MLA is all about formatting and how you deal with the bibliography, etc. Therefore, I start having them attend to some of those details within LTW and then make them aware that they will have to attend to more of those details when they get to college. Next, I show them how to use the resources that are available to help them with MLA. MLA a small particular in the big scheme of all that writing is and the learning curve is not that huge. I feel it is much more important to cultivate the virtue that takes years to cultivate rather than spend years training in particulars that have nothing to do with virtue. Plus there so many resources where you can just copy and paste your essay into websites and it’ll automatically format it to MLA or whatever other styles you’re having to use in formatting. Furthermore, students may not be using MLA, they may have to use APA or Turabian depending on what their major is. I find it much more effective just to make them aware that these are realities they will face and teach them where the resources are so they can master it as needed.

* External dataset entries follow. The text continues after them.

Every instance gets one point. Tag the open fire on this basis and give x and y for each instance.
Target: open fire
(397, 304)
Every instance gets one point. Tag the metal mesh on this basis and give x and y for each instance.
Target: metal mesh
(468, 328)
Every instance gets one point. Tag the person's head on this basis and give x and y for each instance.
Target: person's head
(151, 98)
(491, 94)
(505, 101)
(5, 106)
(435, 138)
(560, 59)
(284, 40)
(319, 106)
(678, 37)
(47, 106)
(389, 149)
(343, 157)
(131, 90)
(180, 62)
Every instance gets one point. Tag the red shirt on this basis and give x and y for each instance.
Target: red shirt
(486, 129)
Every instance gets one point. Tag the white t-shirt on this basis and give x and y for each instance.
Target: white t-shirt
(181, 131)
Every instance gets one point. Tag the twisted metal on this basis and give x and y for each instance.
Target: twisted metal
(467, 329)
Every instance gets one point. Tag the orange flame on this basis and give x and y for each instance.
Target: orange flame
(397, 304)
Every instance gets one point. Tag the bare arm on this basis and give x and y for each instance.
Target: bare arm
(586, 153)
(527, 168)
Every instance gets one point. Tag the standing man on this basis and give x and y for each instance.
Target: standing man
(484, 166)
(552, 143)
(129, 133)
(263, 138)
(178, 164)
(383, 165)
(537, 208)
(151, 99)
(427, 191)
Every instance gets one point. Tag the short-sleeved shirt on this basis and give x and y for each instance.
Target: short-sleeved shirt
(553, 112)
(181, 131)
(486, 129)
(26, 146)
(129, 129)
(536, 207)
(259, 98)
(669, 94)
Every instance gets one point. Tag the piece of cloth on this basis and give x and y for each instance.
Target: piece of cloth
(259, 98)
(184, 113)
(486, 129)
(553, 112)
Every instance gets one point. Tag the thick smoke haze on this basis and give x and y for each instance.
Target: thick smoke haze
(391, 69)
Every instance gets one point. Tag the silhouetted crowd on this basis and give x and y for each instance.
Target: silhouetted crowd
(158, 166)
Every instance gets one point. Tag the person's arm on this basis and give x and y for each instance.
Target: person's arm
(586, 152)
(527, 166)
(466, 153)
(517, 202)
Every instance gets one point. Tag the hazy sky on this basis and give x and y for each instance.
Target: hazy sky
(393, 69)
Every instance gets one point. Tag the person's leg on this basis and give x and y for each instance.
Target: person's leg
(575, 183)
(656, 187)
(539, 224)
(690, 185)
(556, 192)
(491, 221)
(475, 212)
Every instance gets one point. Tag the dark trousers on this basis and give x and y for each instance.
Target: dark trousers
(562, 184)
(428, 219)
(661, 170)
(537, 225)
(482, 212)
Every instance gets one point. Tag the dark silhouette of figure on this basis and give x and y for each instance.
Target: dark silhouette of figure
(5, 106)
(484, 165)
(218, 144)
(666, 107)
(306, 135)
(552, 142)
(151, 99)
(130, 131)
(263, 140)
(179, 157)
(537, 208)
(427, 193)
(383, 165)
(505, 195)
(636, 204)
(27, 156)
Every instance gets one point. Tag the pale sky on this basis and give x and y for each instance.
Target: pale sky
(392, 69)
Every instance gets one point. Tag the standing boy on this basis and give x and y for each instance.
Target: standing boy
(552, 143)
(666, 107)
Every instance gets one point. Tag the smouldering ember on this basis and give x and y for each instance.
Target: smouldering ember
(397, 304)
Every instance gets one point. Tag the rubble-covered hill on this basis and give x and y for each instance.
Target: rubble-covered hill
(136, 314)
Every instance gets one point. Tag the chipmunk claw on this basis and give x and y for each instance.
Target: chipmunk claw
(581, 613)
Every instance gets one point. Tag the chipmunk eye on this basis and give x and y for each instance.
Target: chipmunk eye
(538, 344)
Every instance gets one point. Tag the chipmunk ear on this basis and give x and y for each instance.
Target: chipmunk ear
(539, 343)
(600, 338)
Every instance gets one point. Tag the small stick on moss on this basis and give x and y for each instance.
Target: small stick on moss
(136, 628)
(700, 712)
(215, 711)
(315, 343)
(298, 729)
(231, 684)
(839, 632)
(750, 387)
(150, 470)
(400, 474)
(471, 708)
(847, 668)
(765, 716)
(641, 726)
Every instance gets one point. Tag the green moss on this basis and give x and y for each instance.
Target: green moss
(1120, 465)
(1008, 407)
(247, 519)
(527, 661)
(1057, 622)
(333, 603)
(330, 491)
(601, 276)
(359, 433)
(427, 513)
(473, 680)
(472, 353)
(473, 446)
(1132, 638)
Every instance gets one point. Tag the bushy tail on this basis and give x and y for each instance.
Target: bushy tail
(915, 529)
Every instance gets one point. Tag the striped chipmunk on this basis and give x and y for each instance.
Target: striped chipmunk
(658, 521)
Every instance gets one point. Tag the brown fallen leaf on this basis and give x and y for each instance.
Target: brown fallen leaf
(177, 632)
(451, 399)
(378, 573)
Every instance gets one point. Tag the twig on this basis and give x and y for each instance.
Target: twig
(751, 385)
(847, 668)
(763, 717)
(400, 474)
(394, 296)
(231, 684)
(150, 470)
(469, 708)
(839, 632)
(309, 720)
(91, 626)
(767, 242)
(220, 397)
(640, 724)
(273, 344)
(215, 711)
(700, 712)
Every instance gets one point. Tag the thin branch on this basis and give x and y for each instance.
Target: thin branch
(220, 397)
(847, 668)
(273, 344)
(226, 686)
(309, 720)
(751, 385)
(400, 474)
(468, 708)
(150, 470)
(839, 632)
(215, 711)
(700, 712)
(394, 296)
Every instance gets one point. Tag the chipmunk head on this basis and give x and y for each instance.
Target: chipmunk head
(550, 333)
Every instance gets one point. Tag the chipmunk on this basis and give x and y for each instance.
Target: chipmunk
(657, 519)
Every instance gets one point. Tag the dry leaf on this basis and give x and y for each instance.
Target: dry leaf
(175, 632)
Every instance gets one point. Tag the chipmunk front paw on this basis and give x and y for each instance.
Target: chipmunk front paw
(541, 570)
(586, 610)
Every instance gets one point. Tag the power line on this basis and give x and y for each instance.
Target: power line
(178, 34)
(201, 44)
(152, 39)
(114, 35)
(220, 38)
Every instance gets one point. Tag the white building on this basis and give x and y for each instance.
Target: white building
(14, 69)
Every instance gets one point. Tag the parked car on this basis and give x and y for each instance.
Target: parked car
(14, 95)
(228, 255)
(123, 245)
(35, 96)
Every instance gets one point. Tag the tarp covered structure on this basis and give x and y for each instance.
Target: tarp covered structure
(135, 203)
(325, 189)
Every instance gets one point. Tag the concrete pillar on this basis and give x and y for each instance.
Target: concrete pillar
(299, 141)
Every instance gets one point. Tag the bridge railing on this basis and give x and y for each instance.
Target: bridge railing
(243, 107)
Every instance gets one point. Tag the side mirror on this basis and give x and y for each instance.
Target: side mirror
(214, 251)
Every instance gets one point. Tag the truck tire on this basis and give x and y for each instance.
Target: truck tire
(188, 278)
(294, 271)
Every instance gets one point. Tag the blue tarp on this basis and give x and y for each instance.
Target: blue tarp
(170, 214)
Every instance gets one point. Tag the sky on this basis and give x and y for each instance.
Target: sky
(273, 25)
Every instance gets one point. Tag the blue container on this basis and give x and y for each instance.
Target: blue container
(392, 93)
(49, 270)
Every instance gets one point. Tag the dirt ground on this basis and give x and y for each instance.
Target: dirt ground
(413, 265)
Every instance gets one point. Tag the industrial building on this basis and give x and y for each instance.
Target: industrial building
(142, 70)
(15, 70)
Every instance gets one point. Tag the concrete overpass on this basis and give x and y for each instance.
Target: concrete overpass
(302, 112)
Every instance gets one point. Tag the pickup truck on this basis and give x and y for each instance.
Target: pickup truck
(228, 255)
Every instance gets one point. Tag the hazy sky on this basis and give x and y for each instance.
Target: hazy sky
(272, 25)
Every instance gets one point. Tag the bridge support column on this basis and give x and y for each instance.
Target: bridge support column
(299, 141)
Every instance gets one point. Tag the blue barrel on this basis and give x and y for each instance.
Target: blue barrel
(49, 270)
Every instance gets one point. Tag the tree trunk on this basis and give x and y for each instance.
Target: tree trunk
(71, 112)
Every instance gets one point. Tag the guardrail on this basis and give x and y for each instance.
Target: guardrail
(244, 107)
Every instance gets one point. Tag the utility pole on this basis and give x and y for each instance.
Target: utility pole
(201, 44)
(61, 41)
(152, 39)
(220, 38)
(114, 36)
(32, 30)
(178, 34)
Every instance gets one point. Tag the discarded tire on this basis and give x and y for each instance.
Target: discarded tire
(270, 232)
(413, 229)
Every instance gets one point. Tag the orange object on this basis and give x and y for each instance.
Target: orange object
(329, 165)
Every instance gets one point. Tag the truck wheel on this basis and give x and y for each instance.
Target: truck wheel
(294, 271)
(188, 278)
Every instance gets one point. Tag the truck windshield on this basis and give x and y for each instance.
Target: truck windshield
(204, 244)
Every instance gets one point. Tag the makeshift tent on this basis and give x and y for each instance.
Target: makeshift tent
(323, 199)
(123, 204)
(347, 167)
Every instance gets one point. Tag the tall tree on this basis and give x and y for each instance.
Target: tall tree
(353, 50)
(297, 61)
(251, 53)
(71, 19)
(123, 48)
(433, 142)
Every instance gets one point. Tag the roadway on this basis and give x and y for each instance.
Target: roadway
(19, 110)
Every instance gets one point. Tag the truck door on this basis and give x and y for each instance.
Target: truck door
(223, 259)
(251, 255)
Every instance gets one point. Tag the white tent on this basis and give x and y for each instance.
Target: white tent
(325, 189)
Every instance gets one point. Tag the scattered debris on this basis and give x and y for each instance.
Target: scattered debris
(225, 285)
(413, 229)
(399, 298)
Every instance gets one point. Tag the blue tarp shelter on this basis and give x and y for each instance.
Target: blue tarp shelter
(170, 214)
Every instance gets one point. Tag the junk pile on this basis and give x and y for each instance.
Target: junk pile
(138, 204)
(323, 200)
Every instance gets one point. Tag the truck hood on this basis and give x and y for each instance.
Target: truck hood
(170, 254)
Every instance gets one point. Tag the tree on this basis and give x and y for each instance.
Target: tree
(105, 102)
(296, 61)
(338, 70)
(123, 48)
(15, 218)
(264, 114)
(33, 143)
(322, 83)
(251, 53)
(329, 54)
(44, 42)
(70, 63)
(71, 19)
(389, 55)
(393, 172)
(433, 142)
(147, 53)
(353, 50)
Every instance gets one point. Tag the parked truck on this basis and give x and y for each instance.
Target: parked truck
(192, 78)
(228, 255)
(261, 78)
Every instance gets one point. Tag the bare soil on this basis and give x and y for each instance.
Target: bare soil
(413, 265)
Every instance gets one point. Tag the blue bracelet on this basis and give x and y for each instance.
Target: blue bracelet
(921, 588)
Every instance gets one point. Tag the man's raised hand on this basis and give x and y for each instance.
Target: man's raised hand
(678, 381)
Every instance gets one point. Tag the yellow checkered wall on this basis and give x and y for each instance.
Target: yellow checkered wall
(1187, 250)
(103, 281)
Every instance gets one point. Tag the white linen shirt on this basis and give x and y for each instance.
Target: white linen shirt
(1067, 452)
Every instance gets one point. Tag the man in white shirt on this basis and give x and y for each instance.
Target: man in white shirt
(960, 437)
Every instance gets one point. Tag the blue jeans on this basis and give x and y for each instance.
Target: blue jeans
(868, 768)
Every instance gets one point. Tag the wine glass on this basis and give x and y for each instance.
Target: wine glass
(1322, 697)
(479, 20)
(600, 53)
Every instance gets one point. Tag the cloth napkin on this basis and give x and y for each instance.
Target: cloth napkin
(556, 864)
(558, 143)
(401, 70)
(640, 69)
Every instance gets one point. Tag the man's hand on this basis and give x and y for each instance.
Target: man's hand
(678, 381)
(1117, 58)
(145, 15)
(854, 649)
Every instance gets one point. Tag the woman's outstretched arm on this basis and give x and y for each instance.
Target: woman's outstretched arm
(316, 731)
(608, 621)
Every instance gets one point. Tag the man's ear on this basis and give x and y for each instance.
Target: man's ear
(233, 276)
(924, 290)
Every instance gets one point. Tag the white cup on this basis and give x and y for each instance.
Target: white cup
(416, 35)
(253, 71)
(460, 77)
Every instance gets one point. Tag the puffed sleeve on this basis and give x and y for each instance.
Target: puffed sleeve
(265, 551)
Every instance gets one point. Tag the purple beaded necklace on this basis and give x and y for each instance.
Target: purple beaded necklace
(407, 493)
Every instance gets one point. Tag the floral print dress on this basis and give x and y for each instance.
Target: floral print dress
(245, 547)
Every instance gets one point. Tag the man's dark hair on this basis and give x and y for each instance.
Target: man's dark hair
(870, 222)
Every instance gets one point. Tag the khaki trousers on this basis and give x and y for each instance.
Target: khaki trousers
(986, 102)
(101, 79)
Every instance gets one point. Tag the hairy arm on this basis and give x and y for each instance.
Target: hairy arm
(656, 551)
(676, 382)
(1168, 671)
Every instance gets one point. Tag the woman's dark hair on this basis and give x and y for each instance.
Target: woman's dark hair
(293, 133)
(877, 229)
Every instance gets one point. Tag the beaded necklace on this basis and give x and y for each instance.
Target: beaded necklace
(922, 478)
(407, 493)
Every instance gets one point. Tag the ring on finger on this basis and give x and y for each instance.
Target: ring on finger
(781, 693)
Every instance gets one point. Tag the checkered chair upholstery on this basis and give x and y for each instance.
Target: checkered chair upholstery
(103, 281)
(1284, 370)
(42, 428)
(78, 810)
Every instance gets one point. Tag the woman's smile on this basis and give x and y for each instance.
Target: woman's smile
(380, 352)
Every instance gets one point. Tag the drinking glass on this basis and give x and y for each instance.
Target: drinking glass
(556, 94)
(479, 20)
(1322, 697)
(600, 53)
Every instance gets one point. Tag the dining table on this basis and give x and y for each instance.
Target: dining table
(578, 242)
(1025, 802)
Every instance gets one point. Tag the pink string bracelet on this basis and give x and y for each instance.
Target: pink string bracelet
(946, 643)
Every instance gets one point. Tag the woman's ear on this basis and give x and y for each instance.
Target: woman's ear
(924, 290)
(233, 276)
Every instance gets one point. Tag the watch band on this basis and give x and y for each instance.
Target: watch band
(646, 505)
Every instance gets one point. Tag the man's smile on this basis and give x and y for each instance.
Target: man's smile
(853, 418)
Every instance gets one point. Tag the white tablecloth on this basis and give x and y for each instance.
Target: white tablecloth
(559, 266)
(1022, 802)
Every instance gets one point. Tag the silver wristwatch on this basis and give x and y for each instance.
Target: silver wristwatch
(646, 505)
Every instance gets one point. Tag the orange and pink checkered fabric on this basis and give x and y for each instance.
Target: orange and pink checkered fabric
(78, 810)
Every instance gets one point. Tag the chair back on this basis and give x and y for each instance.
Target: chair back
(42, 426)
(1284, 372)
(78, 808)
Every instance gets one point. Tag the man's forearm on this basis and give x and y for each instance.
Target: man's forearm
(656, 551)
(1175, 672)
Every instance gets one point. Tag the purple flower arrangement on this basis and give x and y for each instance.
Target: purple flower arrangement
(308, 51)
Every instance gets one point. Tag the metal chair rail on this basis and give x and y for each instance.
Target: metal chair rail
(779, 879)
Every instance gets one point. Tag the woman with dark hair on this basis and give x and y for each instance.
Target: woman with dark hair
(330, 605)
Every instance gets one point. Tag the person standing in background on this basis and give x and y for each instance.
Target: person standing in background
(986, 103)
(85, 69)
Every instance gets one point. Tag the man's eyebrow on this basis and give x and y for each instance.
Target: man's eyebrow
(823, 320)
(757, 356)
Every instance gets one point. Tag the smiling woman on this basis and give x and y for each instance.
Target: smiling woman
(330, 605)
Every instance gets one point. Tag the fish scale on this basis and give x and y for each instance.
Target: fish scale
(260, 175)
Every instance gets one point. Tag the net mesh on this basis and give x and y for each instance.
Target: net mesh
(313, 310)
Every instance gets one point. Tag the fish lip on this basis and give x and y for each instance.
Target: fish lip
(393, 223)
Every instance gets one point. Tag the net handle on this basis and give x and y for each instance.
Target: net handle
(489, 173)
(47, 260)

“I know that LToW uses the persuasive essay, but will they also do research at some point?”
Each high school student will complete one traditional research paper during the course of the year. As for LTW, the students complete research with every essay. The only difference, in the beginning, is that they do research using the one piece of literature we are writing about at that time. Then when we get to the topic of authority (part of LToW) they learn how to use outside resources appropriately. As students move further along in high school they begin to learn how to research multiple resources related to a specific topic. Nevertheless, it is all research and they can apply those five topics of invention to every single possible research project or other writing assignments they would ever have. In other words, they learn the principles of research using literature in the Lost Tools of Writing. Those principles transcend to every single writing assignment or research project a student will face in the future. Furthermore, we do assign additional writing assignments requiring the students to write primarily in the other forms of writing. When assigned, students will be made aware the basic outline/form of the essay and resources they can utilize to learn more specifics about the other forms of writing as necessary.
Lastly, the biggest difference between a long research paper and what they complete in LTW2 is that a longer research paper usually has a much longer narrative at the beginning of the paper and includes more illustrations and textual evidence for each proof. The form stays the same.